Leaf’s favourite piece is a stylized Native headdress, made from polished lawnmower blades, saw chain and shears, the work of Salt Spring artist Peter McFarlane. She credits Michael Warren from Madrona Gallery with finding it for her. Like the bronzes, the piece weighs about 50 pounds, and Sandsmark had to create an unusually thick glass shelf that was strong enough to support it while giving it the prominence they all felt it deserved.
Other standout pieces include a bear disc by Don Yeomans and a tower of polished rock created by Roland Gaetan.
“I got them all in local galleries,” Leaf said, explaining that just about everything in the condo was bought within about a square mile in Victoria. The deck furniture came from Capital Iron; the motorized blinds are from Saffron; the light fixtures came from McLaren Lighting and lots of things came from Chintz.

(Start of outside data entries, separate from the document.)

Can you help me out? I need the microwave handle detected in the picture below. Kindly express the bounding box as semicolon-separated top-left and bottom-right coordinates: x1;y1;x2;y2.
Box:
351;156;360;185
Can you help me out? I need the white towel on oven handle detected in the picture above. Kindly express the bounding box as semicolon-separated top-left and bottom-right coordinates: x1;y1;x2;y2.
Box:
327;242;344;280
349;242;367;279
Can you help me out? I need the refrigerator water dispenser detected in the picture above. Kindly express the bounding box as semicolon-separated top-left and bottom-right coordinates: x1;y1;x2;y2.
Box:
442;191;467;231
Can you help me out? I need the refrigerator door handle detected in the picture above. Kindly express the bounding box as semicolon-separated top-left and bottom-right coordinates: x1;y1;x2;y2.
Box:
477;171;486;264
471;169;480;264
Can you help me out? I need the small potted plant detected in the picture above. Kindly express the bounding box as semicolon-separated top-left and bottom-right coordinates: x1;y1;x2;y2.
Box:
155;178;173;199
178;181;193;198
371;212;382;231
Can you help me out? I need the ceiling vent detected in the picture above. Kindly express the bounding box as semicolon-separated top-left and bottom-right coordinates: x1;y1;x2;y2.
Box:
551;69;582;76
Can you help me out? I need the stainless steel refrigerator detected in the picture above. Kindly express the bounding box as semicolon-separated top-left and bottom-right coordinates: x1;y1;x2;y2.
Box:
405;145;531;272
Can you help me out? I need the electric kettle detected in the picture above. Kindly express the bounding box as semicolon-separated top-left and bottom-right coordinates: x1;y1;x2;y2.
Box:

The kitchen isn’t something Leaf expected to love. She has never cared for galley kitchens, but opening this one up wasn’t an easy option because one side is on the apartment wall and the other backs onto the laundry facilities and the hall closet, all of which are encased in wenge wood like the rest of the cabinetry.
For the laundry and coat closets, Roy dispensed with the usual bifold doors by installing a system like the sliding side doors in a minivan — the door is pulled away from its position, then slides quietly over its neighbour. It means you can open only one door at a time, but who keeps their coat cupboard door open when they’re doing laundry?
The kitchen has new Miele appliances, with the dishwasher and fridge hidden behind wooden fronts. The gas stove stands out with its hefty knobs. There was a small wine fridge before, but now Leaf has a larger model, moved into the dining room, with different temperatures for her red wines, her spirits and aperitifs, and a cool section for white wine and ginger ale.
It’s an ideal home for a woman who likes to entertain visiting family and old friends, and her many new friends in Victoria. And all those friends will be as delighted with the decor as the stunning view of the harbour.